The Scottish Mail on Sunday

Fund uses AI ...to find best in world of AI

- By Rachel Rickard Straus rachel.rickard@mailonsund­ay. co.uk

FUND manager Chris Ford admits that there may come a day when the fund he set up and runs is redundant – though not for at least 20 or 30 years.

When Ford and co-manager Tim Day launched Sanlam Artificial Intelligen­ce in 2017 it was the only fund focusing solely on AI. At that time, most of us were just starting to see the impact in our lives of AI, which uses machine learning to simulate human intelligen­ce.

Fast forward to today and the growing presence of AI in our everyday lives is apparent everywhere from healthcare to online shopping. ‘Anyone who watches Netflix or buys a holiday online will have interacted with it,’ says Ford. Fast forward again another 25 years and Ford expects AI to have entered every corner of our lives. ‘At that point, the fund may look like any other global equities fund, because AI will have been adopted by all companies around the world,’ he says. ‘However, the question is how that process will play out and which companies will have the competitiv­e advantage.’

In his search for these winners, Ford looks for companies pushing the use of AI to its limit – what he calls his quest for ‘the pointy end of the spear’.

To this end, he invests in a portfolio of 35 to 40 companies based all around the globe. Some are household names such as Microsoft, and Google’s parent company, Alphabet.
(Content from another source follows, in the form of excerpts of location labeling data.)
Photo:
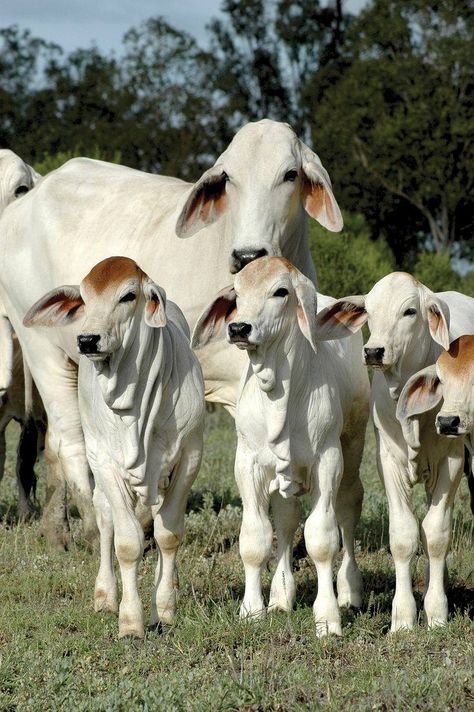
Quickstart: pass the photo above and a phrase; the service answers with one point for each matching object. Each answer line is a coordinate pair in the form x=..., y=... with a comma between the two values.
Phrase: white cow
x=16, y=177
x=301, y=418
x=255, y=199
x=409, y=326
x=141, y=396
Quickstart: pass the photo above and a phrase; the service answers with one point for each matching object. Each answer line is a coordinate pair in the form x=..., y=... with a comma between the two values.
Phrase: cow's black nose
x=240, y=258
x=87, y=343
x=374, y=355
x=239, y=330
x=448, y=424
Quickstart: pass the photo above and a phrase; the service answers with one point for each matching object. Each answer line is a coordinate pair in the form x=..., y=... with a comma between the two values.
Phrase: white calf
x=302, y=406
x=141, y=396
x=409, y=326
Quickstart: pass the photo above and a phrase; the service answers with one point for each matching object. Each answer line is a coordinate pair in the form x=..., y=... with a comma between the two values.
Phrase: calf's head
x=451, y=379
x=403, y=316
x=265, y=179
x=106, y=302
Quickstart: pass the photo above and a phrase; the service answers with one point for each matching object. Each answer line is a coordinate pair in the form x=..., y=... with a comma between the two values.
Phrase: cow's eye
x=129, y=297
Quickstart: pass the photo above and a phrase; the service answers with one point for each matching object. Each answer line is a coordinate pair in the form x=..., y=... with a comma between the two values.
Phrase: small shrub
x=349, y=262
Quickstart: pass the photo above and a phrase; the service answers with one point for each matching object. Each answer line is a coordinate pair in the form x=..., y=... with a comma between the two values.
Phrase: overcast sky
x=80, y=23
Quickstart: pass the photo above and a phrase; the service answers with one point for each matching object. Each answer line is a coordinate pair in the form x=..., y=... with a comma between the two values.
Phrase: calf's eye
x=129, y=297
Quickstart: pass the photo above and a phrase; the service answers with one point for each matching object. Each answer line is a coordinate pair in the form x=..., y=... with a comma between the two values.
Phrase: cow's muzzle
x=239, y=332
x=88, y=344
x=240, y=258
x=374, y=357
x=448, y=424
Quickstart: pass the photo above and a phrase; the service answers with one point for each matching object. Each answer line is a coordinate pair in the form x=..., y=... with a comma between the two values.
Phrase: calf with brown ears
x=409, y=326
x=141, y=397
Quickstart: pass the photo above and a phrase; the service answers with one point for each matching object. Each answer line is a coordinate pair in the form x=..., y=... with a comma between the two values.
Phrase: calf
x=301, y=417
x=409, y=327
x=141, y=397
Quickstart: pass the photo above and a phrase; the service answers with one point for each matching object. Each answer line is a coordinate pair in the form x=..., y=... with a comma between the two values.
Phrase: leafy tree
x=403, y=117
x=349, y=263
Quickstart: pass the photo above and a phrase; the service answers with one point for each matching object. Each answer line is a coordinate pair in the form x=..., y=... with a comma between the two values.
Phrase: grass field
x=56, y=654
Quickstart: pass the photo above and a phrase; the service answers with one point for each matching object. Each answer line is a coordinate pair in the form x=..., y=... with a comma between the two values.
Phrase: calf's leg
x=322, y=538
x=285, y=518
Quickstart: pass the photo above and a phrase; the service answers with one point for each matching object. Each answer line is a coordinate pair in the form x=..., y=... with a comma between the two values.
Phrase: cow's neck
x=280, y=370
x=296, y=249
x=425, y=354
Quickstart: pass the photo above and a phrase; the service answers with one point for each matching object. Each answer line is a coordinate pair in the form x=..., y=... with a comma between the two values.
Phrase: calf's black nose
x=87, y=343
x=374, y=355
x=239, y=330
x=240, y=258
x=448, y=424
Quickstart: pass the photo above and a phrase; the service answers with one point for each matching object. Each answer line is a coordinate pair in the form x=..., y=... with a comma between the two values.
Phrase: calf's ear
x=421, y=393
x=307, y=300
x=318, y=198
x=59, y=307
x=341, y=319
x=206, y=203
x=155, y=305
x=437, y=313
x=209, y=324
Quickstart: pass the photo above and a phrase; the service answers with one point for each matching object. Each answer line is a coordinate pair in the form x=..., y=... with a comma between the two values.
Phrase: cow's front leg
x=169, y=529
x=255, y=541
x=105, y=594
x=285, y=517
x=129, y=541
x=322, y=538
x=436, y=534
x=403, y=535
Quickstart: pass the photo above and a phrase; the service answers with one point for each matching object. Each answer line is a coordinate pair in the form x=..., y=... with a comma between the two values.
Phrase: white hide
x=302, y=406
x=142, y=409
x=412, y=452
x=87, y=210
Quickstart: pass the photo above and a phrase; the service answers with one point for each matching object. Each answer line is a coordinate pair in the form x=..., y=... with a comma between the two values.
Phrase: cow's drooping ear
x=59, y=307
x=421, y=393
x=437, y=313
x=206, y=203
x=341, y=319
x=318, y=198
x=307, y=302
x=155, y=305
x=220, y=312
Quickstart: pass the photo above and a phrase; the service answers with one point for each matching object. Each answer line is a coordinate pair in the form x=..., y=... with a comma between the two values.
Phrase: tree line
x=385, y=97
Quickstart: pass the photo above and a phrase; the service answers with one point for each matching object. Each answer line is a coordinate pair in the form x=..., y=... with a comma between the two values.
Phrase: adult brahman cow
x=301, y=418
x=409, y=327
x=253, y=201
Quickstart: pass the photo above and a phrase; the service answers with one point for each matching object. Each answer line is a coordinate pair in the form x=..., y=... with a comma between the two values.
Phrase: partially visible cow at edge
x=141, y=394
x=16, y=179
x=446, y=387
x=253, y=201
x=301, y=418
x=409, y=327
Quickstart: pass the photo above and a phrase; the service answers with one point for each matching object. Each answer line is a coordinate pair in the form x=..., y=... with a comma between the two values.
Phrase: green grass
x=56, y=654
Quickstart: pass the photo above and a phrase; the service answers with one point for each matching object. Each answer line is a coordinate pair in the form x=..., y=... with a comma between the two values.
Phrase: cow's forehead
x=458, y=362
x=391, y=291
x=110, y=273
x=276, y=140
x=262, y=273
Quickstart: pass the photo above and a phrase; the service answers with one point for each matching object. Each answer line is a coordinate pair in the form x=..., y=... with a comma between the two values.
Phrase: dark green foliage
x=350, y=262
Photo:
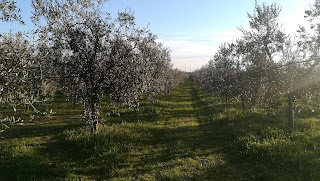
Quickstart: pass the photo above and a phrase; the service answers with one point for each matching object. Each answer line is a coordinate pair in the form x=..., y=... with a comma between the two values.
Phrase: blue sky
x=192, y=29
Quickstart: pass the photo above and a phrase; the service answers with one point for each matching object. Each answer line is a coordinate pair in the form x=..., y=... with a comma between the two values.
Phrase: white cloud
x=191, y=53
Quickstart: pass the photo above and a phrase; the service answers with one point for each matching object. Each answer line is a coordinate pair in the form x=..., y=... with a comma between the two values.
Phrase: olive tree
x=95, y=56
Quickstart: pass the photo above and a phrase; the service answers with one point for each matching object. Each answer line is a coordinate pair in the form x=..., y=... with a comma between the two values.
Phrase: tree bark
x=290, y=112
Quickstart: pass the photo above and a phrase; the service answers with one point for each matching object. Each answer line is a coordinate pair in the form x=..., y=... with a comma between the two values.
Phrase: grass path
x=187, y=135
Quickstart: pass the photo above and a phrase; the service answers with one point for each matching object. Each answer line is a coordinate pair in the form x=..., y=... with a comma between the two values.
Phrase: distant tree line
x=81, y=51
x=265, y=64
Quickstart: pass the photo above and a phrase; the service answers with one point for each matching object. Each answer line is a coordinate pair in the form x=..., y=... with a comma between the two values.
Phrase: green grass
x=186, y=135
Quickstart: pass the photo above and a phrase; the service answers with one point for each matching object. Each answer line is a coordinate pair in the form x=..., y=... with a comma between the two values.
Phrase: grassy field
x=187, y=135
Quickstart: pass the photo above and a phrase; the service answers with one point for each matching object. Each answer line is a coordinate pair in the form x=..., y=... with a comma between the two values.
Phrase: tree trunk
x=243, y=103
x=290, y=112
x=95, y=125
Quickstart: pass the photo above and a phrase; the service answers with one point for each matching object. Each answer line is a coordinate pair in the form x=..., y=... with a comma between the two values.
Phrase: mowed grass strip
x=186, y=135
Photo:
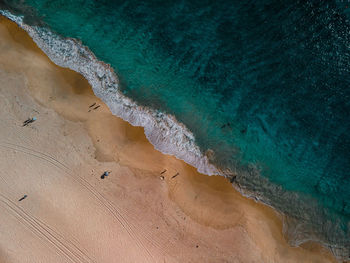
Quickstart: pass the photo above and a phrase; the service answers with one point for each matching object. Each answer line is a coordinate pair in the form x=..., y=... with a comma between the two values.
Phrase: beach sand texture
x=70, y=214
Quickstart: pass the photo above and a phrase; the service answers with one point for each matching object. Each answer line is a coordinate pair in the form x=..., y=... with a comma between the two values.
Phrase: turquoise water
x=263, y=84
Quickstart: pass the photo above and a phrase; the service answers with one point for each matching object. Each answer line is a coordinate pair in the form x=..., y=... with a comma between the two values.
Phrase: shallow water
x=263, y=84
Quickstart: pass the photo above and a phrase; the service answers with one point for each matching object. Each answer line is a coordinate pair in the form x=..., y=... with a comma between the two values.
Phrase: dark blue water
x=264, y=84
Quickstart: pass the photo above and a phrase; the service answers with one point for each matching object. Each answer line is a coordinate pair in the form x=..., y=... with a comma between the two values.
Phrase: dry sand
x=72, y=215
Others are less familiar, such as Japanese robotics company Fanuc and US data storage firm Western Digital.

So far the strategy has paid off. In the four years since its launch, Sanlam Artificial Intelligen­ce has seen yearly growth of 34, 13, 38 and 31 per cent respective­ly. Ford says he is more proud of the consistenc­y he has offered investors than of the levels of returns the fund has generated.

He believes some of the most exciting uses of AI are in healthcare. ‘One of the most extraordin­ary developmen­ts last year came from the AI system AlphaFold, which was developed by Alphabet’s DeepMind,’ he says. ‘AlphaFold is attempting to understand how proteins fold in the body. This will help us to make sense of how diseases come about and form in the body, which will in turn enlighten us about how to treat or prevent them.’

Were this done by people in labs with pipettes, it would take years, Ford explains. But by using AI and machine learning, thousands of proteins can be analysed at once, speeding up the process.

The fund looks not just at the firms developing AI tools, but also those that show willingnes­s and innovation in the way they adopt existing ones. Ford believes that good use of AI is a strong marker of a company that is likely to succeed. ‘For a company to use AI well, it tends to require an open-minded management team, a willingnes­s to innovate and vision.’

UnitedHeal­th, based in Minnesota, is a good example. Ford says the healthcare firm is using careful curation of its data to slash bureaucrac­y, refine underwriti­ng, and improve health outcomes for customers. As a result, it is already worth $400billion and growing its market share. US loan company Upstart, which uses algorithms to measure creditwort­hiness, is another. Unsurprisi­ngly, Ford and Day use AI themselves to manage the fund. They employ an AI programme to identify all of the companies in a particular sector and to pick out the ones most likely to succeed.

For example, when they decided to invest in quantum computing, they used AI to search for informatio­n about every company in this area, all around the globe and in any language.

They then pinpoint the companies with strong balance sheets. Sanlam Artificial Intelligen­ce Fund has annual charges of 0.52 per cent, and its stock market ID code is BYPF331.